Aan belanghebbende is over het jaar 2011 een navorderingsaanslag in de inkomstenbelasting en de premie volksverzekeringen (IB/PVV) opgelegd naar een belastbaar inkomen uit werk en woning van € 51.081. Bij gelijktijdig gegeven beschikking is € 460 aan belastingrente in rekening gebracht.

1.1.2.

Bij uitspraak op bezwaar heeft de Inspecteur belanghebbendes bezwaren tegen de navorderingsaanslag en de beschikking afgewezen.

2012 – 20/00590

1.2.1.

Aan belanghebbende is over het jaar 2012 een navorderingsaanslag IB/PVV opgelegd naar een belastbaar inkomen uit werk en woning van € 51.410. Bij gelijktijdig gegeven beschikkingen is € 319 aan belastingrente in rekening gebracht en is een vergrijpboete opgelegd van € 1.374.

1.2.2.

Bij uitspraak op bezwaar heeft de Inspecteur belanghebbendes bezwaren tegen de navorderingsaanslag en de beschikkingen afgewezen.

Beide jaren

1.3.

Belanghebbende heeft tegen de uitspraken op bezwaar in één geschrift beroep bij de Rechtbank ingesteld.
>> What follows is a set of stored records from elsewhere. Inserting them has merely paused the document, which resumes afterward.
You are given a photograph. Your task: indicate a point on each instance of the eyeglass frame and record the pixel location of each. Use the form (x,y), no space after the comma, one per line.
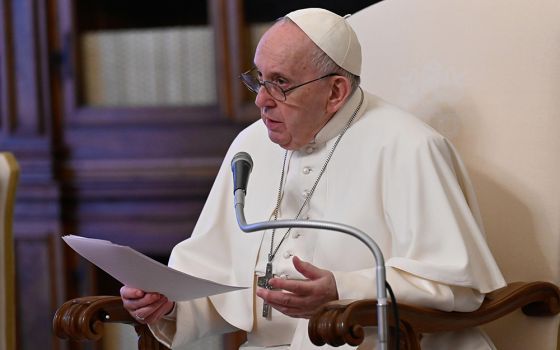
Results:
(264,83)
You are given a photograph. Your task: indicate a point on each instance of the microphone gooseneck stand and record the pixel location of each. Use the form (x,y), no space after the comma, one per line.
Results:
(239,203)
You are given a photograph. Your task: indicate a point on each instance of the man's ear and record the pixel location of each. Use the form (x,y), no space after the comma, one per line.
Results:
(340,89)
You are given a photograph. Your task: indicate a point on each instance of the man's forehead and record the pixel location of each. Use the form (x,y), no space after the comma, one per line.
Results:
(284,49)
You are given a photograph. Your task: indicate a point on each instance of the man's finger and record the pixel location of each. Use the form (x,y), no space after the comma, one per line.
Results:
(308,270)
(299,287)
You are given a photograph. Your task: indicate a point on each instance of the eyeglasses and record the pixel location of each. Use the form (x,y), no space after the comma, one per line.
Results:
(253,83)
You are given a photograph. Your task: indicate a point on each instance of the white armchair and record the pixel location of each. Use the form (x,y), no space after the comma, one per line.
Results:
(487,75)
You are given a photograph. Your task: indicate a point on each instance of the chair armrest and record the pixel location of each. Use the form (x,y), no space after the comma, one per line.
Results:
(83,318)
(342,322)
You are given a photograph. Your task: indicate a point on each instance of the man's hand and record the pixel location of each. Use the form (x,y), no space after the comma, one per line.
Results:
(145,307)
(300,298)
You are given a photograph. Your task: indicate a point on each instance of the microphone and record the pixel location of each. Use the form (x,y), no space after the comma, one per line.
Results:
(241,166)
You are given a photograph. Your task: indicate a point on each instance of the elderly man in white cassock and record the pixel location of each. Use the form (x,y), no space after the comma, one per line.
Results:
(324,149)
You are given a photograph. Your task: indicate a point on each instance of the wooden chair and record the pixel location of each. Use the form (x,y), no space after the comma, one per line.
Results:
(336,323)
(9,173)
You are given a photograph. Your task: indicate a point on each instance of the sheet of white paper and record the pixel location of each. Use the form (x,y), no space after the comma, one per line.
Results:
(137,270)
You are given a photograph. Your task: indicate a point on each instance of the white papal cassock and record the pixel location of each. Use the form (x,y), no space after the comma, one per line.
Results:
(391,176)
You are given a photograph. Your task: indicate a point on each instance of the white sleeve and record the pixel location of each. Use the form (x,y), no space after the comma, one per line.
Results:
(408,289)
(189,321)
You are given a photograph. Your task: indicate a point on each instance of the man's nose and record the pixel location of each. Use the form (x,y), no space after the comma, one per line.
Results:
(263,98)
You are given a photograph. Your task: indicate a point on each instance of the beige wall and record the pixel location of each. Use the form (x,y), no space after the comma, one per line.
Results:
(487,75)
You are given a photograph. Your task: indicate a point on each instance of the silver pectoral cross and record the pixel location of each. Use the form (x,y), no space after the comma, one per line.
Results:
(263,283)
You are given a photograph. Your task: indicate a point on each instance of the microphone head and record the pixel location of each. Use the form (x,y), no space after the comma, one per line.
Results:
(242,157)
(241,166)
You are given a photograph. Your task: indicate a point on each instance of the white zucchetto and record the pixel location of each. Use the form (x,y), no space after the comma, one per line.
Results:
(332,34)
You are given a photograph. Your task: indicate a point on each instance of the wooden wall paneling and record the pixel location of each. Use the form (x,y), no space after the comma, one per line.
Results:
(26,125)
(240,58)
(6,70)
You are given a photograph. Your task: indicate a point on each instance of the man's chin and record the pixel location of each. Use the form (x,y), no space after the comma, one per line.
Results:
(279,141)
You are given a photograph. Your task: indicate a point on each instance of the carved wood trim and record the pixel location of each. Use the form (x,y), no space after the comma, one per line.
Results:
(342,322)
(83,319)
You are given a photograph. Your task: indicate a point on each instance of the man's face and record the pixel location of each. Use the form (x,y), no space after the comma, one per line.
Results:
(283,57)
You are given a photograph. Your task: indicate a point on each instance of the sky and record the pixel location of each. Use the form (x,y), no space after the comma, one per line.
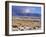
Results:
(26,11)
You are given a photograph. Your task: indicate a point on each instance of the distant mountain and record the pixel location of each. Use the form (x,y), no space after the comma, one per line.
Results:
(27,14)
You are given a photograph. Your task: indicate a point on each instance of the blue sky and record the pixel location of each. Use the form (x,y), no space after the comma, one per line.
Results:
(26,11)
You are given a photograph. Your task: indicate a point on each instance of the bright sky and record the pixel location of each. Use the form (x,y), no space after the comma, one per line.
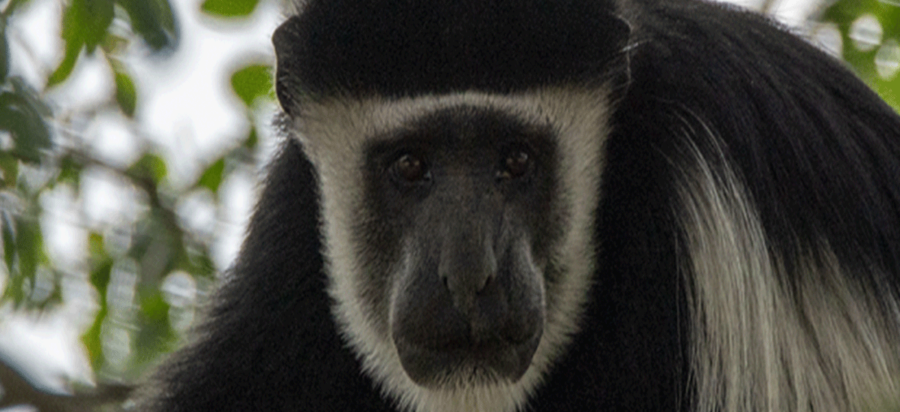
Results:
(186,109)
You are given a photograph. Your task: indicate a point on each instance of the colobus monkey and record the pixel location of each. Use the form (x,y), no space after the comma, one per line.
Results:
(559,205)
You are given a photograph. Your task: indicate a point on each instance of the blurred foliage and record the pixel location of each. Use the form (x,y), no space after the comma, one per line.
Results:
(39,152)
(158,243)
(883,48)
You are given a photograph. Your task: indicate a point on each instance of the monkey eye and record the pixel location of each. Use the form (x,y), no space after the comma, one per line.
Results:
(516,163)
(409,168)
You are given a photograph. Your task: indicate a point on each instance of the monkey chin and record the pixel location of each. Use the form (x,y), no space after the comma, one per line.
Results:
(442,367)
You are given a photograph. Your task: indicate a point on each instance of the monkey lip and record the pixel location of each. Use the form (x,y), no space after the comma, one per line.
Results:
(463,362)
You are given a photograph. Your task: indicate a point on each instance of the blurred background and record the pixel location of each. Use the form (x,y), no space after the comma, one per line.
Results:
(132,137)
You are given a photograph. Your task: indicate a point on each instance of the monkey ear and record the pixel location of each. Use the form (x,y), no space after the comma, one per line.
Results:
(288,84)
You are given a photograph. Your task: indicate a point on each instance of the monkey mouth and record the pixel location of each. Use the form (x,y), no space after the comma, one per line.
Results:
(456,363)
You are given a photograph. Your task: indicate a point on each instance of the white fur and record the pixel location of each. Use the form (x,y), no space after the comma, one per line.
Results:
(758,347)
(333,133)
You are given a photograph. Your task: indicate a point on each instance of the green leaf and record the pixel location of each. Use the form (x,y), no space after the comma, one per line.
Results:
(252,82)
(62,72)
(153,20)
(9,165)
(149,166)
(126,93)
(9,241)
(212,177)
(252,139)
(4,51)
(229,8)
(29,246)
(22,114)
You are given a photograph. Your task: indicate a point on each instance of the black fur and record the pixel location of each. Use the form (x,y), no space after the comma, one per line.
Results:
(817,150)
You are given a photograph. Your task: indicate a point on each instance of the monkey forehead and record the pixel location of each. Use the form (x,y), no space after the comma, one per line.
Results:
(338,129)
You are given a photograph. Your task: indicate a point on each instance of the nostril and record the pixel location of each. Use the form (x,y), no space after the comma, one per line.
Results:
(487,281)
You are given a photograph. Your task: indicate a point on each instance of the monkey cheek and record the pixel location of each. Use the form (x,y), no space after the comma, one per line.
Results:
(443,347)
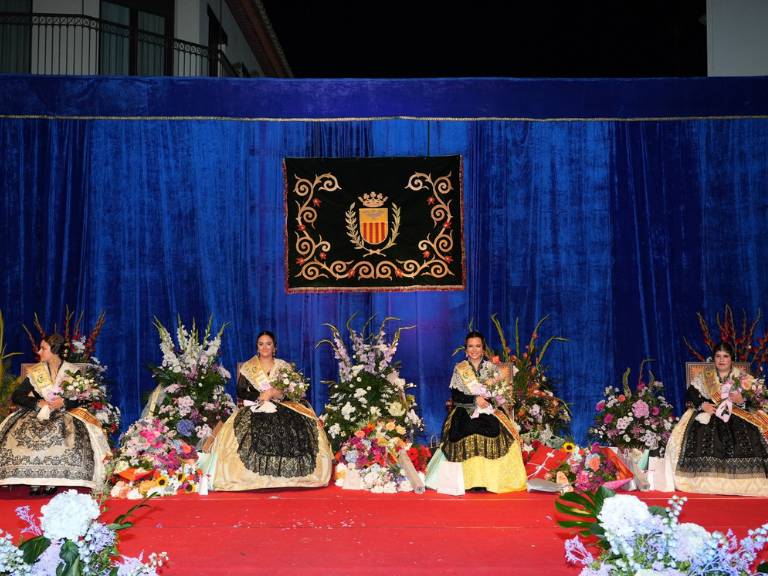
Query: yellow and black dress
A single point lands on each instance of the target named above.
(258, 449)
(68, 448)
(719, 457)
(476, 452)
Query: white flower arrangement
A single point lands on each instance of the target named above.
(193, 382)
(68, 515)
(370, 387)
(638, 539)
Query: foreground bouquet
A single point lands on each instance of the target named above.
(68, 539)
(369, 387)
(153, 461)
(636, 539)
(641, 419)
(571, 468)
(533, 403)
(192, 399)
(370, 459)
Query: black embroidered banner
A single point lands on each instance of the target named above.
(374, 224)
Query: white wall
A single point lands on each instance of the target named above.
(77, 48)
(237, 49)
(737, 37)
Ter zake van deze beroepen is éénmaal een griffierecht geheven van € 46. De beslissing van de Rechtbank luidt:

"De rechtbank:

- verklaart de beroepen tegen het niet tijdig nemen van een besluit op de bezwaarschriften gegrond;

- verklaart het beroep voor zover het gericht is tegen de boetebeschikking (2012) gegrond;

- vernietigt de uitspraak op bezwaar voor zover betrekking hebbend op de boetebeschikking (2012);

- vernietigt de boetebeschikking (2012) en bepaalt dat deze uitspraak in zoverre in de

plaats treedt van het vernietigde deel van de uitspraak op bezwaar (2012);

- verklaart de beroepen voor het overige ongegrond;

- veroordeelt [de Inspecteur] in de proceskosten van [belanghebbende] tot een bedrag van € 1.572;

- draagt [de Inspecteur] op het betaalde griffierecht van € 46 aan [belanghebbende] te vergoeden."

1.4.

Belanghebbende is van de uitspraak van de Rechtbank in hoger beroep gekomen bij het Hof. Ter zake daarvan is een griffierecht geheven van € 131. De Inspecteur heeft een verweerschrift ingediend. Een afschrift van het proces-verbaal van de zitting op 11 juli 2019 bij de Rechtbank is door de griffier van het Hof op 19 november 2020 verzonden naar partijen.

1.5.

De mondelinge behandeling van de zaken heeft plaatsgehad ter zitting van het Hof van 24 november 2020. Partijen zijn verschenen. De gemachtigde van belanghebbende heeft ter zitting een pleitnota overgelegd. Van het verhandelde ter zitting is een proces-verbaal opgemaakt.

Vaststaande feiten

2011 – 20/00589

2.1.1.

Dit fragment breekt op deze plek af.